Speaking to the six-man, three-woman jury, Roberta Kaplan played a video of the former president's October deposition in the case, where he looked at a picture of Carroll from the late 1980s and identified it as a photo of Marla Maples, his second wife.

Trump had said in his deposition and in public statements after Carroll accused him of sexually assaulting her in a Manhattan department store that he wouldn't have done so because she was "not my type."

"In other words, she wasn't attractive enough to sexually assault," Kaplan told the jury.

After his lawyer pointed out the mistake about who was in the photo, Trump said the picture was "blurry." Kaplan displayed it for the jury. “It’s not at all blurry,” she said, and Carroll was "exactly his type."

She also played jurors a portion of the notorious "Access Hollywood" video, in which Trump was caught on a hot mic saying he kisses and gropes women without their consent because “when you’re a star, they let you do it. You can do anything.”

“He is telling you, in his own words, his modus operandi, his M.O.,” Kaplan said.

She then played a portion of the deposition where she’d asked him about whether his comment about stars was true.

“Well, that’s what — if you look over the last million years, I guess that’s been largely true. Not always, but largely true. Unfortunately or fortunately,” Trump said.

Kaplan told the jury, “He actually used the word ‘fortunately’ describing sexual assault.”

“Who would say fortunately?” the lawyer added. “Someone who thinks they are a star. He thinks stars like him can get away with it.”

Carroll is suing Trump for battery stemming from the alleged rape inside a dressing room in the Bergdorf Goodman department store in the mid-1990s, and for defamation for claiming she was perpetrating a hoax after she came forward with her allegations in 2019.

Trump has denied Carroll’s sexual assault allegation and maintains he didn’t defame her because he was telling the truth.

Trump decided not to testify in the case, and his lawyers did not present any witnesses, which Kaplan noted to the jury. Trump did not show up, she said, because he “knows what he did.”

Trump defense's closing arguments

The former president's attorney Joe Tacopina told the jury that Trump denied attacking Carroll under oath during his deposition, and noted that Carroll's attorneys could have called Trump to testify, but chose not to do so.

He said Carroll's vagueness about the timing of the alleged attack — she had said she thought it was sometime in 1995 or 1996 before testifying it happened on an unspecified evening in the latter — made it difficult for his client to defend himself.

"How do you prove a negative, how do you prove you didn't do it?" Tacopina asked the jury. "Where were you on some unknown date, some 20 years ago?" he continued.

He said it was "not a coincidence" that Carroll and the two friends who testified she told them about the attack at the time, Lisa Birnbach and Carol Martin, couldn't pin down an exact time frame. "They don't want to give Donald Trump an opportunity to defend himself," Tacopina said.

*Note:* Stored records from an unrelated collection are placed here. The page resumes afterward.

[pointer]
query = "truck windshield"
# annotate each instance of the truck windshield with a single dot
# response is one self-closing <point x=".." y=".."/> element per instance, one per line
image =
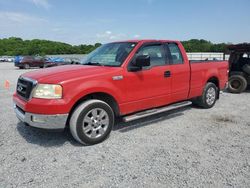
<point x="111" y="54"/>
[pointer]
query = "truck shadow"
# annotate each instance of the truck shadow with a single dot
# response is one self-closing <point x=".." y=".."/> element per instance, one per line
<point x="46" y="138"/>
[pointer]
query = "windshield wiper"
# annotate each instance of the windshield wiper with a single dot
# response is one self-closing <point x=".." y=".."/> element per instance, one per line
<point x="93" y="63"/>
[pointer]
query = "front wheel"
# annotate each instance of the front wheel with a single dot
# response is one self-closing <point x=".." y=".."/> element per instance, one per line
<point x="209" y="96"/>
<point x="26" y="66"/>
<point x="91" y="122"/>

He contended that Carroll made up the claim, and suggested she was inspired by a 2012 episode of "Law & Order: Special Victims Unit" that mentioned a rape fantasy in a dressing room in the lingerie department at Bergdorf Goodman. That's the same location Carroll alleged Trump raped her after they shopped together at the store.

"Are you kidding me?" Tacopina asked the jury, noting that Carroll, who said she had not seen the episode, said it was an "astonishing" coincidence.

“The whole story is an unbelievable work of fiction,” he said.

Tacopina alleged Carroll was motivated by "political hatred" and that her "outrageous" story is "not worthy of your belief."

"She was not raped at Bergdorf Goodman and was not defamed," he said. "I ask you all to please have the courage to do what is right."

In her closing, Kaplan noted that Birnbach, who was in the courtroom for the remarks, and Martin had supported her client's story under oath. She said that Carroll's contention that Trump would attack her in a semi-public place was supported by two other women who testified, Jessica Leeds and Natasha Stoynoff.

Leeds testified that Trump groped her on a plane in the 1970s, and Stoynoff testified that Trump had forced her up against a wall and started kissing her at his Mar-a-Lago resort while other people were close by in 2005.

Trump denied those allegations, as well. Kaplan said Trump's version of events calls for a large conspiracy with multiple people lying under oath.

"There is one person who is lying and that person is Donald Trump," she said.

Kaplan did not ask for a specific money amount from the jury.

"For E. Jean Carroll, this is not about the money," Kaplan told them, but "about getting her name back."

Each side presented about two hours of closing arguments on Monday. The jury is scheduled to begin deliberations Tuesday morning.